Dixon's clemency hearing is one effort his attorneys are making to postpone or rescind the execution warrant.
Pending any appeals, Dixon is scheduled to be executed May 11th, which would make this the first execution in Arizona since the botched attempt in 2014. That execution left a man gasping for air for nearly two hours and put a halt to executions in the state.
Dixon’s legal team hammered in their argument that Dixon is mentally ill and has several disabilities, including blindness and health issues.
“I also want to acknowledge the profound pain and suffering that has brought us here today as a result of Deana Bowdin’s senseless and brutal murder,” said Amanda Bass, an Assistant Public Federal Defender for Dixon.
They added that had the Maricopa County Attorney’s Office committed Dixon to a mental hospital 48 hours before Bowdoin's murder, things would look a lot different.
“This would have never happened.
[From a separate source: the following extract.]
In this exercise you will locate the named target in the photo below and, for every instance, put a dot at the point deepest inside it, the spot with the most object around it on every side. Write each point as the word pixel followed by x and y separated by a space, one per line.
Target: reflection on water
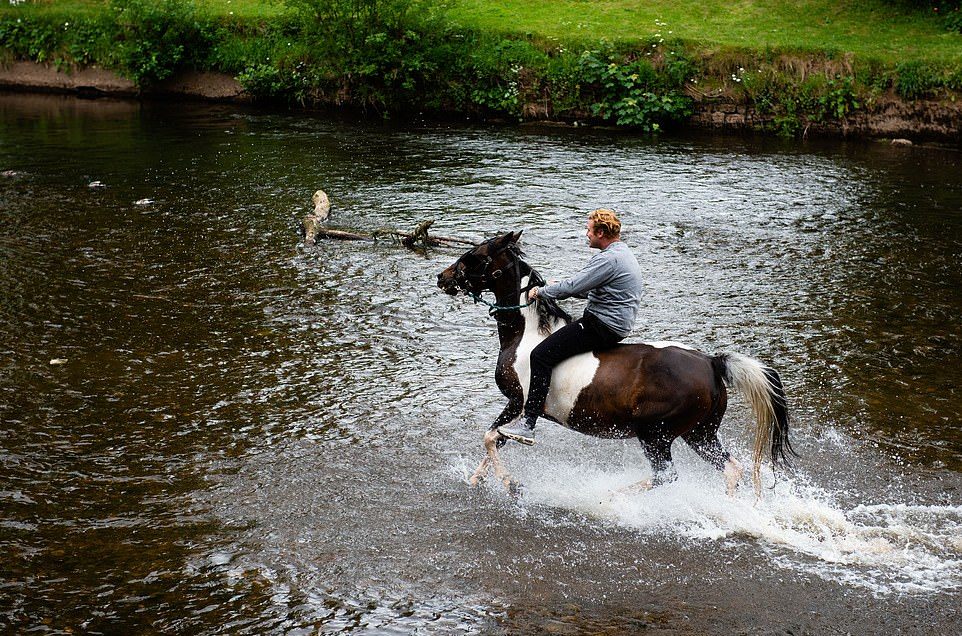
pixel 247 436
Ms. Bowdoin would still be with us if the county attorney’s office had obeyed Judge O'Connor's order, back in 1978,” said someone from Dixon’s legal counsel.
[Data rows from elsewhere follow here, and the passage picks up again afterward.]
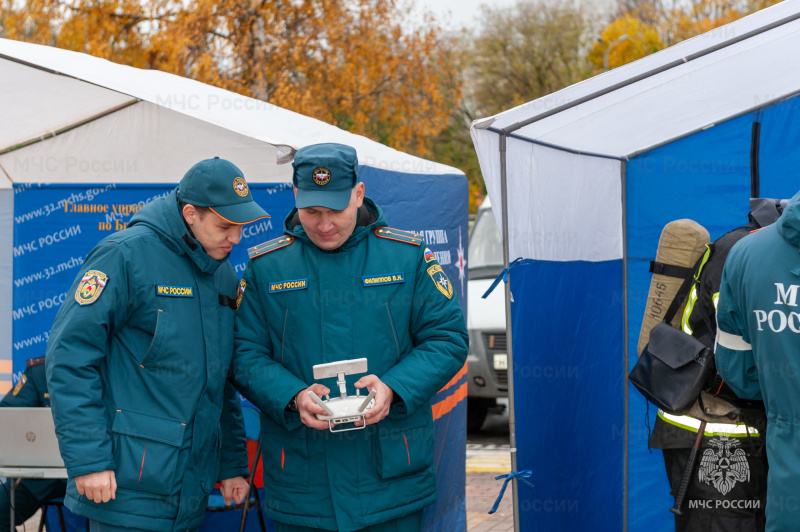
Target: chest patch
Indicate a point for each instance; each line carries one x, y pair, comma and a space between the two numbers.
285, 286
384, 278
174, 291
91, 286
440, 280
19, 385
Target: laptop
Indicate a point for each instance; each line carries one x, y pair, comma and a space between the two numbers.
28, 438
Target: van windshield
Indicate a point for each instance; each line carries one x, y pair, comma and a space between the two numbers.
485, 247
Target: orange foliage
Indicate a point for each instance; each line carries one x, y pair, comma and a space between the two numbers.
353, 64
652, 26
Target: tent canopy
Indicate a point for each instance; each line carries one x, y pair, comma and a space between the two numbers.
687, 88
588, 177
132, 112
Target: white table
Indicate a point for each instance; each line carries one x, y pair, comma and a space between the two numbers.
14, 473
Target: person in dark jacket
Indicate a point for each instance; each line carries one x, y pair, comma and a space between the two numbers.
341, 285
31, 494
138, 358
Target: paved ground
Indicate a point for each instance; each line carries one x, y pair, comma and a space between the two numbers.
487, 457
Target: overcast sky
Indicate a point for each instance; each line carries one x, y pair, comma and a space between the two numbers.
465, 13
461, 13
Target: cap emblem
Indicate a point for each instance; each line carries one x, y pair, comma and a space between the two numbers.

The prosecution though, not letting up saying Dixon is coherent and was aware of what he chose to do, both when he was committing crimes and when he chose to represent himself and waive representation in trial.
“The law applies to all. Equal justice under law is the hallmark of our system of justice and it applies to folks who are senior citizens, and it applies to folks who may be disabled,” said John Schneider, with the prosecution.
Deana Bowdoin’s sister, also speaking out, recounting how difficult this has all been for her family.
“Today’s appearance revolves around the January 7th,1978 choices and actions taken by this inmate to punch, rape, stab and strangle to death my only sister Deana,” said Leslie James, Deana Bowdoin’s sister.
Adding her sister is only one of many of Dixon’s victims.
“We haven’t heard from any of the other women that this defendant, this inmate has brutalized, terrorized, no telling when…” added James.
After about six hours of testimony, the clemency board members made a decision.
They unanimously agreed they heard and saw sufficient evidence to concluded Dixon was aware of what was going on and had the mental capacity to understand and admit to his wrongdoings.
If the board had voted to recommend commutation or reprieve, the decision would then move to Governor Doug Ducey, who would not have been required to follow the recommendation.
Dixon has a competency hearing scheduled for May 3 to decide if he is mentally fit to be executed.